DVC manages data. Git manages code, config, and DVC pointer files. MLflow manages experiment runs and model lifecycle.

How DVC versioning works

Every parquet file tracked by DVC has a corresponding .dvc pointer file in Git recording the content hash and the MinIO remote path. When a DVC stage runs:

  1. It computes a hash of its declared outputs.
  2. If the hash matches what is in the Git-tracked .dvc file, the stage is skipped.
  3. If the hash differs (or is missing), the stage re-runs and updates the .dvc file.

A given Git commit uniquely identifies the dataset state for that pipeline run.

Reproducibility guarantee

Given a Git commit hash, access to the MinIO remote, and the same params.yaml at that commit, any past experiment can be reproduced:

git checkout <commit>
dvc pull
dvc repro

This holds because: - all pipeline inputs (parquet files, params) are content-addressed, - all feature and preprocessing logic is deterministic (pure functions, no random state in data stages), - all randomness in model training is seeded via params.yaml.

How DVC and MLflow connect

Each MLflow experiment run records the DVC dataset version, training parameters, and metrics.

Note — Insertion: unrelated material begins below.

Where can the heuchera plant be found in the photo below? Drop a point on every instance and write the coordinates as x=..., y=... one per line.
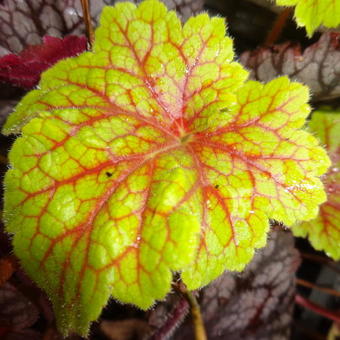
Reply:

Following the chain:

MLflow model version
    → MLflow run ID
    → params.yaml commit
    → DVC .dvc pointer files at that commit
    → MinIO content-addressed parquet

Restore semantics

# Restore to a specific git commit
git checkout <commit>
dvc pull               # download exact data matching that commit from MinIO

# Verify pipeline state
dvc status             # should report "Data and pipelines are up to date"

# Reproduce the full pipeline from that point
dvc repro

What is NOT versioned by DVC

  • PostgreSQL data — the raw parquet export is the version boundary.
  • GE validation reports — HTML artifacts are produced per run but not tracked as versioned datasets.
  • Metadata JSON files (data/metadata/) — regenerated on each preprocessing run.

Backfills

Backfills are an operator-driven manual process. See Runbook: Backfills for the full procedure and safety invariants.

A backfill changes data in PostgreSQL. On the next dvc repro, load_data_from_sources produces a parquet file with a different content hash → DVC updates the .dvc pointer → downstream stages re-run → new MLflow experiment run produced. The previous DVC version remains in MinIO (rollback path).

Safety invariants: never mutate existing DVC-tracked datasets in-place; always re-run downstream ML stages explicitly; always validate that GE contracts pass on backfilled data.